Shepherding a Child’s Heart by Tedd Tripp takes a hard turn away from the modern approach to childrearing and urges the reader to take seriously what the Bible has to say. The key, according to the author, is to turn the child’s heart toward God and to teach them to obey authority.

Rediscover the Bible’s vision for parenting and watch your children grow in the Lord.

Being a parent can be the scariest and most joyful time in life. You bring home a child who is yours to raise, guide, and care for in every way. In today’s society, the authoritarian styles of a generation ago are not effective or accepted, but the hands-off approach is not working either. Many parents may be looking for a way to teach their children and guide them to the ways of God but are unsure where to start.

In Shepherding a Child’s Heart, author Tedd Tripp takes us back to the Bible for guidance.
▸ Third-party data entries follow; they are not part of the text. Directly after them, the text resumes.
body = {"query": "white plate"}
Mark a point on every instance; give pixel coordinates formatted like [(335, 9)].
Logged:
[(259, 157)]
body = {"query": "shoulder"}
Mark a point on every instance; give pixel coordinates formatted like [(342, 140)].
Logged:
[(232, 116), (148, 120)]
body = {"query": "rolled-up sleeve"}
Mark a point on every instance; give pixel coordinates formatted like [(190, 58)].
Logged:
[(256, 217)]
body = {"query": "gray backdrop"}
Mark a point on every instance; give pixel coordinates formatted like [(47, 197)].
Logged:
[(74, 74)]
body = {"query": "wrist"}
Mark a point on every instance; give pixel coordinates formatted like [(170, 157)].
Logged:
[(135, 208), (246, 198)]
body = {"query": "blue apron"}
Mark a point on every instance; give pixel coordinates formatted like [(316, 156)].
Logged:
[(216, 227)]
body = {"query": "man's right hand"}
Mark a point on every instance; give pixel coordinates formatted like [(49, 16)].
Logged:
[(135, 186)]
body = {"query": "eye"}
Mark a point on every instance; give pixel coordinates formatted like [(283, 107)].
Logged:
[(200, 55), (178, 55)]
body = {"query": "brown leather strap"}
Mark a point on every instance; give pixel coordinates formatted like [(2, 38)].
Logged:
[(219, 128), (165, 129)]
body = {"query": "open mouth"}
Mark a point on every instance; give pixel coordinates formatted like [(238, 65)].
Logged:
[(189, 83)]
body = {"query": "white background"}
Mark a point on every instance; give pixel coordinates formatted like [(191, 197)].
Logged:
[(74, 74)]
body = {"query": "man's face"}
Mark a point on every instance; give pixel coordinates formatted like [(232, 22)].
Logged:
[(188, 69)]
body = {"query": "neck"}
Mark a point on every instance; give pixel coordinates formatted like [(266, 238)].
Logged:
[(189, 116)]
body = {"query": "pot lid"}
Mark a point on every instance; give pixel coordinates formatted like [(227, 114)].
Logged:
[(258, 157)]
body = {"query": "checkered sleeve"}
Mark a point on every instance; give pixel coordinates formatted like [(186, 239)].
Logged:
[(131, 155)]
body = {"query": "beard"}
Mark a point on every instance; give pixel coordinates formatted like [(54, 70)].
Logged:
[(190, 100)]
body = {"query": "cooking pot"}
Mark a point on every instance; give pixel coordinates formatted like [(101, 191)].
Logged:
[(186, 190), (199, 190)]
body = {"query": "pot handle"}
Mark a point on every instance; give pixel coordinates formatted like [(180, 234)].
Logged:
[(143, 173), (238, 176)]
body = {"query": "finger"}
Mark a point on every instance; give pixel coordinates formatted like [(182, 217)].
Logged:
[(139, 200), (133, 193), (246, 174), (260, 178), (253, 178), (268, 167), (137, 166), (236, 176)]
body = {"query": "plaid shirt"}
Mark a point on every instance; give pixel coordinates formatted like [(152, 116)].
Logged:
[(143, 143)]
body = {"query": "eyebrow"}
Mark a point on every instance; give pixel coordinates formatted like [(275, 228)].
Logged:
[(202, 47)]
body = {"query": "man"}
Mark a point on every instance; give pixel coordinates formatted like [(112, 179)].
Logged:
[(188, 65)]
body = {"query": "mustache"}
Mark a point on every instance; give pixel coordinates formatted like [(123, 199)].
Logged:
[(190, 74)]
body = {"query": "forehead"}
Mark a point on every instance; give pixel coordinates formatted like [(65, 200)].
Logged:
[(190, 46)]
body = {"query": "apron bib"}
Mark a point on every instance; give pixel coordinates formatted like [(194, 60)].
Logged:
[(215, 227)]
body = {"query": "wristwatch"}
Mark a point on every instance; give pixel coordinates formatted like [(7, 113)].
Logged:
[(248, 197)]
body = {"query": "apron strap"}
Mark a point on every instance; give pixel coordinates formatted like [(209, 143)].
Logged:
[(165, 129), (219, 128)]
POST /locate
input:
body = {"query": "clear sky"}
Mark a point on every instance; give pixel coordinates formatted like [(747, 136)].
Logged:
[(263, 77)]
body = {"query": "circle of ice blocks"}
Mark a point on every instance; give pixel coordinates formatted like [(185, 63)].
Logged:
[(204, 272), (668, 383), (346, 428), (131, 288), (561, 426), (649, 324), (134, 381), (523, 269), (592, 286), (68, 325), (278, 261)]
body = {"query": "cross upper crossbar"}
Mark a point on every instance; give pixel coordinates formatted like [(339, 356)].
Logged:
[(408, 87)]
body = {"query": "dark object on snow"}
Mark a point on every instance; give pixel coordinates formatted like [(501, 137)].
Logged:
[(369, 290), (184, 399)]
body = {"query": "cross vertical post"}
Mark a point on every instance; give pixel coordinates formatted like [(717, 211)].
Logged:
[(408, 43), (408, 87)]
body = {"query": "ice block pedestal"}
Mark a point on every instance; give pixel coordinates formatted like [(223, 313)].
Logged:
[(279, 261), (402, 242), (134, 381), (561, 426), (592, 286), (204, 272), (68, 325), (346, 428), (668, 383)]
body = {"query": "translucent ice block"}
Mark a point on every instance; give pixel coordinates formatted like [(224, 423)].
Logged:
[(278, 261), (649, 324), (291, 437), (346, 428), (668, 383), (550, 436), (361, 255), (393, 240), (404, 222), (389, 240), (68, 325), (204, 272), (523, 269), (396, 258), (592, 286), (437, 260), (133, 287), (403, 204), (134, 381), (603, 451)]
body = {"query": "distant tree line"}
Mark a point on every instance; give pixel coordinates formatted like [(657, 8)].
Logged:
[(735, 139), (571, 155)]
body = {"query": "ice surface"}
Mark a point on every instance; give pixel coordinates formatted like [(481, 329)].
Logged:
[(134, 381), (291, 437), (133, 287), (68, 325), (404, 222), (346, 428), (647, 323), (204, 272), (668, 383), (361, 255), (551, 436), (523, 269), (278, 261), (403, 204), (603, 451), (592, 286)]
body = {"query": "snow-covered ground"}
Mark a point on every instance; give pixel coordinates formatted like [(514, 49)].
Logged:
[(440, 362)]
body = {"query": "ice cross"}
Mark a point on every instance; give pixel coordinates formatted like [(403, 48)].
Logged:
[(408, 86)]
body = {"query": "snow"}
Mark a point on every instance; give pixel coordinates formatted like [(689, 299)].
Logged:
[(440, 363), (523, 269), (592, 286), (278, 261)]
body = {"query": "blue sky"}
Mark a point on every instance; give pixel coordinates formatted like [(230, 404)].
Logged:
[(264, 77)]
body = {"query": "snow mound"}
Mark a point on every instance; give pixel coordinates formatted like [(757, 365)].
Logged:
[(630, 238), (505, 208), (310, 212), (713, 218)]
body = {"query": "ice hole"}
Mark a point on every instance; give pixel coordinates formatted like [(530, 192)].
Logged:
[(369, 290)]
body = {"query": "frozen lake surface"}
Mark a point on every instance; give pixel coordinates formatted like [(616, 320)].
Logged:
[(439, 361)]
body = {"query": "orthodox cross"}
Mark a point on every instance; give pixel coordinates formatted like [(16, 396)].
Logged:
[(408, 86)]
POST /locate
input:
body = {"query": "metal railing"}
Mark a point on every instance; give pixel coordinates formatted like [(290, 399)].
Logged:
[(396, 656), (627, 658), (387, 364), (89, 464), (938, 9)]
God’s Word, he reminds us, offers a wonderful paradigm of parenting.

In this summary, you will learn:

  • how to understand your child’s behavior as a reflection of the heart;
  • ways to correctly discipline, not in anger but as God’s agent; and
  • how to appeal to your child’s conscience and teach the problems of sin.

Parents make a mistake when they focus primarily on outward behaviors rather than the heart of the child.

The behavior a person exhibits is an expression of what is in the heart. This includes children. Behavior is not the real problem, but rather behavior is a symptom of what is in the heart. We can look to Luke 6:45 or Mark 7:21 to understand the importance of having a pure heart – it is the control center for life. This observation demonstrates how effective the Bible can be as a parenting guidebook because the Bible addresses the heart.

Parents often are sidetracked by certain behaviors when instead they need to understand that the behavior is simply a reflection of what is in the heart. A change in behavior without a change in heart is condemnable. Jesus denounces this in the Pharisees as those who wash the outside of the cup, but the inside remains dirty.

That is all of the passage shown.